On nous répète la doxa selon laquelle le secteur privé est à même de reconstruire ce qu’un État failli a contribué à détruire. Mais ce secteur privé “providentiel” n’existe ni en Irak ni ailleurs au Moyen-Orient. Outre le fait qu’il se limite au secteur des services ou de la construction, il est lui-même fortement dépendant des marchés publics et obéit à une logique purement clientéliste et prédatrice des ressources publiques. Le peu d’industrie dont l’Irak disposait dans le passé appartenait au secteur public et a depuis quasiment cessé de fonctionner. Dans le contexte de corruption généralisée, les privatisations de grandes entreprises publiques ne font qu’appauvrir davantage l’État sans pour autant relancer la production ou créer des emplois. Plusieurs scandales récents ont montré que des marchés de la reconstruction avaient été remportés par des sociétés irakiennes fictives appartenant à des ténors de la classe politique et à leurs affidés. Ces sociétés s’étaient ensuite contentées de revendre ces contrats, en échange de commissions de plusieurs millions de dollars, à des entreprises turques et jordaniennes notamment.

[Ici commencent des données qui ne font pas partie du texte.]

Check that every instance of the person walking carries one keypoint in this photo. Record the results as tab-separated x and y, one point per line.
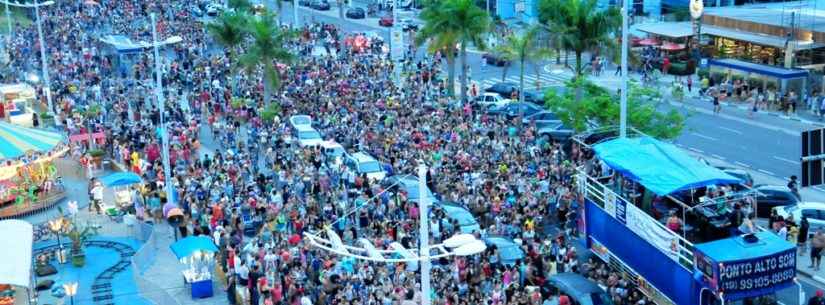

Les acteurs sur place se plaignent de la lenteur de la reconstruction, qu’est-ce qui ralentit la mise en œuvre ?
Si l’Allemagne et le Japon ont pu se relever plus ou moins rapidement au lendemain de la Seconde Guerre mondiale, c’est parce que ces deux pays ont bénéficié d’un afflux massif de capitaux américains et européens. Mais ce n’est pas la seule raison. Il s’agissait aussi de pays hautement industrialisés, qui possédaient, avant-guerre, de grandes capacités scientifiques, techniques et humaines. Il ne s’agissait pas d’importer “clefs en main” des infrastructures, comme c’est le cas aujourd’hui en Irak. De plus, ces deux pays étaient pacifiés et relativement homogènes : les élites comme le reste de la société ne souffraient pas de divisions ethno-confessionnelles et de visions politiques antagonistes comme c’est le cas en Irak. Pour que la reconstruction irakienne aboutisse, il faut qu’elle soit juste et équitable dans l’allocation des ressources, elle doit notamment recouvrir l’ensemble du territoire et profiter à toutes les communautés. À défaut de cela, tout le processus de reconstruction est délégitimé.
Malgré tout, y a-t-il des exemples de chantiers qui fonctionnent en Irak ?
Il y a çà et là des réussites à l’échelle locale mais dans l’ensemble peu de grands chantiers d’infrastructures ont été exécutés à l’échelle nationale. Les insuffisances du secteur de l’électricité en attestent douloureusement.
C’est toute la question de la cohésion des élites qui est ici posée. À l’échelle locale, par exemple dans le gouvernorat d’al-Anbar, les politiciens et responsables locaux sont parvenus à pacifier leurs relations avec le gouvernement à Bagdad et à résoudre leurs conflits internes, ce qui favorise la prise de décision. À l’inverse de leurs homologues du gouvernorat de Ninive (Mossoul) qui sont fortement divisés. On retrouve notamment un fort clivage entre Mossoul et son arrière-pays rural. Les élites urbaines veulent que la reconstruction se concentre sur la ville, tandis que les représentants de la périphérie crient à la discrimination et au mépris.
Quel rôle jouent les administrations irakiennes dans la reconstruction ?
Leurs compétences laissent à désirer, car elles n’ont pas modernisé leur manière de faire et souffrent globalement d’un manque de personnel qualifié.
Leurs meilleurs éléments sont partis à l’étranger ou travaillent dans les nombreuses organisations internationales présentes en Irak et qui rémunèrent beaucoup mieux. Il faut en plus ajouter le problème de la corruption qui paralyse toutes les décisions, causant lenteurs et gâchis.